About mental health, with young people on a first name basis
When 10 young people showed up in our studio to make a video about their mental health, we did not expect their voice to resonate globally, and then UNICEF surprised us and offered a platform to make the problems of young people in Serbia heard around the world.
In August, when we were tasked with helping UNICEF raise young people’s awareness of their mental health, we didn’t know how complex the situation was.
There are 56,000+ posts on Instagram under #MentalHealth. However, only adults appear in the comments.
We came across a bunch of memes, sarcastic content, self-deprecating humor with a huge number of comments, likes and tags of our demographics.
However, in the comments there are only a bunch of tags and a couple of smileys.
We saw that there was no real communication about what problems they were going through, but it all ended in superficial comments.
Let’s talk openly
We wanted to change the way we talk about mental health with young people in Serbia.
Young people react poorly to the messages that someone else imposes on them.
That is why we decided to take a documentary approach, where they will play the main role.
We interviewed 10 young people from different parts of Serbia who come from different cultural and social backgrounds. We have prepared the questions, and we have given them absolute freedom to show us how things are from their perspective.
The whole campaign carried the hashtag #IzMogUgla.

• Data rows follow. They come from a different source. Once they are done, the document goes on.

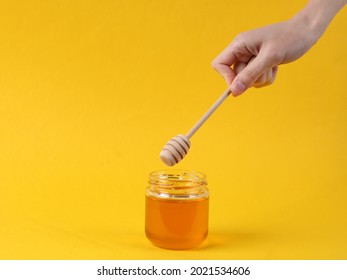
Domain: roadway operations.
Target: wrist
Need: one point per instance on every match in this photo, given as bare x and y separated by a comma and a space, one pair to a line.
316, 17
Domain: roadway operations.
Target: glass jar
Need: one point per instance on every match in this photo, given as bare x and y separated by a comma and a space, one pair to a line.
177, 209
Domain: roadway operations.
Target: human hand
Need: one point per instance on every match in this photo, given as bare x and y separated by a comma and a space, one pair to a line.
252, 58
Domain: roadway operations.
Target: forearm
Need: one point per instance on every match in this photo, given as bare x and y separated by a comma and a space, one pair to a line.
318, 14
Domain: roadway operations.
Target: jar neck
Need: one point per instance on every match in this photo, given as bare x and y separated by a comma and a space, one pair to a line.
177, 184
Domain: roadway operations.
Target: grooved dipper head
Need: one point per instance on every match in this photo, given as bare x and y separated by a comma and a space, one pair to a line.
175, 150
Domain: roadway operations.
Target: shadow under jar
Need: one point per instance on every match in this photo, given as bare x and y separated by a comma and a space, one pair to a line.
177, 209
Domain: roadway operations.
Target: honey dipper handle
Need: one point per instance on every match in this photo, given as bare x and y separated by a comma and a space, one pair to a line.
208, 114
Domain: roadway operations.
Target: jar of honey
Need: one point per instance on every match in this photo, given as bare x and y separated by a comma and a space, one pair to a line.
177, 209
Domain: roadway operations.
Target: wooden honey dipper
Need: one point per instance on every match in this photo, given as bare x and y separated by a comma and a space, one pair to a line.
177, 148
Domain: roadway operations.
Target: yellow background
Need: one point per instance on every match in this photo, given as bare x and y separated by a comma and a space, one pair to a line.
91, 90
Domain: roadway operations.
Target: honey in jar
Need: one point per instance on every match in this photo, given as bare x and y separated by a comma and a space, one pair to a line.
177, 209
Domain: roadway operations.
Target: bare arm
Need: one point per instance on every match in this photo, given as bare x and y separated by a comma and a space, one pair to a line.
252, 58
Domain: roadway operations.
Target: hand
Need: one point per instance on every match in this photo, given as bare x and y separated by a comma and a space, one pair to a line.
252, 58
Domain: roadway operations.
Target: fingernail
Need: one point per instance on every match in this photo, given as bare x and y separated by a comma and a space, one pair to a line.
237, 88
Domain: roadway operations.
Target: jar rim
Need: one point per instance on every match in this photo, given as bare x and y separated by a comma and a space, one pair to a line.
177, 176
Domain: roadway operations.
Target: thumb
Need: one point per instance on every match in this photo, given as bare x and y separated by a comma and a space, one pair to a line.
247, 77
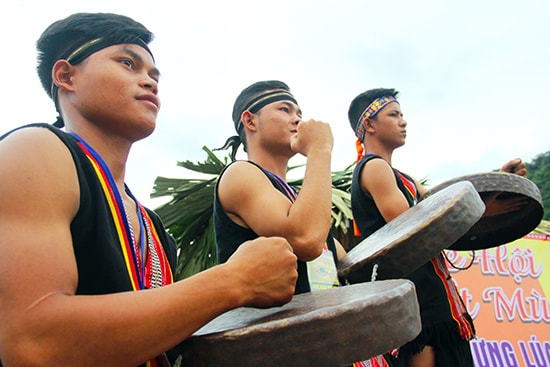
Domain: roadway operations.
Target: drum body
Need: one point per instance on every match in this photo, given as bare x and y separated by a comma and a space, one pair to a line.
327, 328
414, 237
504, 228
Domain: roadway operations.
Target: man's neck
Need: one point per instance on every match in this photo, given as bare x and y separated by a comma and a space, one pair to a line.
276, 165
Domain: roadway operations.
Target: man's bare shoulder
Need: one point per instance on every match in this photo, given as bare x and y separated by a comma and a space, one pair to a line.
36, 166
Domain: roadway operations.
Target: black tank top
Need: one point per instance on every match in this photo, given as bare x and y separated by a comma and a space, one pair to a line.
100, 262
230, 235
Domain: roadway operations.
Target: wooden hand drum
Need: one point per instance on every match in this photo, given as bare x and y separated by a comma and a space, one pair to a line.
414, 237
499, 229
327, 328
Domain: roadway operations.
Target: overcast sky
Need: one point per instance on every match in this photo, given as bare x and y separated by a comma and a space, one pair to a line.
473, 76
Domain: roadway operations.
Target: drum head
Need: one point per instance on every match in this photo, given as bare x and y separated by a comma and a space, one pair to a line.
414, 237
328, 328
504, 228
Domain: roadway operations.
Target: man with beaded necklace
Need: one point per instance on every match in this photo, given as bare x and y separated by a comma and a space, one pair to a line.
86, 272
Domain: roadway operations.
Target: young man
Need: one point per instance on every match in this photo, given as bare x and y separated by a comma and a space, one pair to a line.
252, 197
379, 193
76, 247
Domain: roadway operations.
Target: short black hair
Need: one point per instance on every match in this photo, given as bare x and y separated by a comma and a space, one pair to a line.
363, 100
64, 36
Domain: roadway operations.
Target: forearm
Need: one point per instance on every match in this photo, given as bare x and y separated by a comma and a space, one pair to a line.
84, 330
311, 212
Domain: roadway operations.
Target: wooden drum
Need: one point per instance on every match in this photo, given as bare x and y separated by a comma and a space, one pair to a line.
327, 328
503, 228
414, 237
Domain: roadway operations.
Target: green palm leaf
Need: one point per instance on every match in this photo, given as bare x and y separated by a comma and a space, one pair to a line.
188, 213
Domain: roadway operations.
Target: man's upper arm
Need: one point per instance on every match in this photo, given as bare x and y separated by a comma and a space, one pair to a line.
378, 179
251, 200
38, 199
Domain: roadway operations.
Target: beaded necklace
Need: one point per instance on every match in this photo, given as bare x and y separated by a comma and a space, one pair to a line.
146, 262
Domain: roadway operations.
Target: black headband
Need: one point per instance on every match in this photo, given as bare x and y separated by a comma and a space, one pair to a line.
79, 54
263, 100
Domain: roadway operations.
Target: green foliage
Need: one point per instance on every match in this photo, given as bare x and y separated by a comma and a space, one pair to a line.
538, 171
188, 214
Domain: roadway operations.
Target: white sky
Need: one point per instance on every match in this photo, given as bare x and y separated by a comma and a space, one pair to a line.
473, 75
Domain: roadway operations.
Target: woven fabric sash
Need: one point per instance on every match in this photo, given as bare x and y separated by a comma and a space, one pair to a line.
155, 271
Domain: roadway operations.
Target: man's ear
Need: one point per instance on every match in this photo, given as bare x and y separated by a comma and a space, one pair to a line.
62, 72
369, 126
249, 120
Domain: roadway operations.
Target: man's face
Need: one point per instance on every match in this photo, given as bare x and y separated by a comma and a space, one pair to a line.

We wanted to show young people that their problems are not only uniquely theirs, but that all their peers are going through similar situations.
We didn’t hire actors, we hired real people with real problems.
After the hero video was released, we used the quotes to promote the content in the form of static Instagram posts.
We asked the question, “WHAT ABOUT YOU?” to invite followers to tell us openly if they have similar problems.
We then moved the campaign to TikTok to enable young people who find it more difficult to write about their problems to show us what they are going through.
So we made a “put a finger down challenge” for this campaign.
In order to initiate this activation, we have collected influencers who have a very strong influence with our target group, and to whom the message of the campaign is important.
Influencers were not paid, but everyone supported Unicef’s activation because of the message that was close to them.
Our activation was joined by 266 young people who made their own versions of this video.
From the Unicef angle
After the campaign, we collected data from all platforms to see how many people had the opportunity to hear the message of this campaign.
On YouTube, we achieved a large number of views, which already in the first month put us in the 4th place of the Unicef Serbia profile of the most viewed videos. Currently, the video has over 120,000 views. 5 influencer videos generated over 850,000 views.
The hero video of the campaign is set as the main visual on the new svejeok.rs platform. This platform has been supported by Unicef to help young people take the most important step, which is to talk openly and inform about possible problems.
UNICEF Global was so pleased with the results of the campaign in Serbia that they decided to release a shortened version of the hero video on their Twitter and Facebook pages.
The path to a society where we all talk openly about our mental health and problems is long and unpredictable, but at least we started the first step and that is an open dialogue in person. We’ll save the memes for other topics.